I was up for the better part of the night trying to figure out the real reason I don’t respond in the same way to translated poetry. I am always just a little disappointed, even when it is wonderfully done. I realized it is not the translation. It is the fact that I know something is different. I know what it was “supposed to” be like, and anything else is just not the same.
And then there is the richness in vocabulary. The English language is very versatile allowing you to pick from dozens of words to create meaning, elide meaning, allude to meaning, and basically waltz around a subject to your heart’s content, never directly stating the obvious. Other languages don’t always allow this. There aren’t as many words. Romanian, for example, has speckles of beauty, but for the most part is a sturdy language, raw and unassuming. And within that rawness is the beauty. In translation it becomes beautiful, but altered. The words become ornamented and refined… but diluted.
The original is gritty, but reaches sophistry in a different way. It stuns with observation, plainly exposing itself and its subject. Sometimes it becomes almost uncomfortable to bear, hence my reactions. And the fact that I can’t get those poems out of my head.
It is also why I like poetry in English that does the same thing. Those poems that don’t rely on tricks to sound and look pretty, but rather touch nerves with words. And I am willing to bet that if some of my favorite English poems were translated, they would lose something too. I suppose they would lose their ambience.
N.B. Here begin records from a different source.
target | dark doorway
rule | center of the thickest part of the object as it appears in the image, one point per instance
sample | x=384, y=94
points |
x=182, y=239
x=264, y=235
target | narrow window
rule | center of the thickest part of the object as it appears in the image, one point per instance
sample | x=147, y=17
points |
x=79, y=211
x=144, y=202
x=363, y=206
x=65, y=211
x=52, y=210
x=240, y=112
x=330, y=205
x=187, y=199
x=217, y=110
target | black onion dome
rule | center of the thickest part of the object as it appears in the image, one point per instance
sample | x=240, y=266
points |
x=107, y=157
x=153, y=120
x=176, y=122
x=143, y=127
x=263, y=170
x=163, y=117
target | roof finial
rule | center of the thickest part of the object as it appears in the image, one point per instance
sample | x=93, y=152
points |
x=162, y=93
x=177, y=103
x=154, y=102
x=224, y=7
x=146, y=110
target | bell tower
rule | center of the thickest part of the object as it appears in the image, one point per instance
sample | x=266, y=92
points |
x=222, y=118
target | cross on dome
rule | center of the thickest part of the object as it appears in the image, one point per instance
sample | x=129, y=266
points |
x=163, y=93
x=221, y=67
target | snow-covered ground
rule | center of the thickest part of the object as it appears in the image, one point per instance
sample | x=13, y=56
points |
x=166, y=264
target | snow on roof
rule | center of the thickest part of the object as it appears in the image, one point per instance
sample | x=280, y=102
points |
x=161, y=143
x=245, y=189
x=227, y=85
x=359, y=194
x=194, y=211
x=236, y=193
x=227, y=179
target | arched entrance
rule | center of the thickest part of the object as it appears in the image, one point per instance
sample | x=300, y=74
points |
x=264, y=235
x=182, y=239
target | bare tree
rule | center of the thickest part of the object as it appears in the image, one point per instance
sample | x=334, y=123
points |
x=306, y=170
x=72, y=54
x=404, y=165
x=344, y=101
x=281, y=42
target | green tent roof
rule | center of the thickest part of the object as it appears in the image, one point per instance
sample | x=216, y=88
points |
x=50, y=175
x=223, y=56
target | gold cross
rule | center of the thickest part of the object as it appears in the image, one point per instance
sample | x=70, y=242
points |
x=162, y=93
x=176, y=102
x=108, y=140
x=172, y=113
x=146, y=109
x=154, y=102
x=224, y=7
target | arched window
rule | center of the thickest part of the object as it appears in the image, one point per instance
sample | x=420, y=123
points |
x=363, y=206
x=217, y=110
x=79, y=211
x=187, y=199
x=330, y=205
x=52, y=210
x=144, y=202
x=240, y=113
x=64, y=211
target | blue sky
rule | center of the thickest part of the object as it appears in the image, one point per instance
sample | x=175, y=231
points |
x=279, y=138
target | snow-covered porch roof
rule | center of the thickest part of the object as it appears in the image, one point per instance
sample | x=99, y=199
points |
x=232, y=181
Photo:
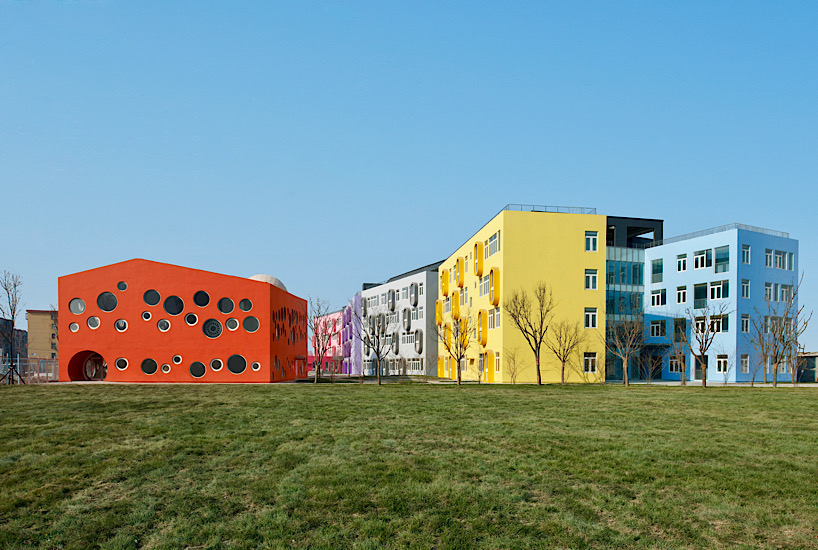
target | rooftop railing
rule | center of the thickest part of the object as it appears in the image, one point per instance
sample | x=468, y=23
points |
x=719, y=229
At some point in the middle of the night I realized I associate poetry in different languages with different adjectives. English poetry is ambient. Romanian is raw. French is playfully direct. German is functional. Italian is indirect. (Unfortunately I don’t understand enough Spanish to have an adjective for what I feel the language does). This is how I see these languages moving, how their poets pick their words, and what those words achieve.
So when I read Eminescu translated, and I felt a lack… of something… it was just the normal flow of language as it changes from one mode, one adjective, to another. A translator cannot perform pure alchemy on words, raw cannot fully be transformed into ambient , any more than functional into indirect, or any other combination.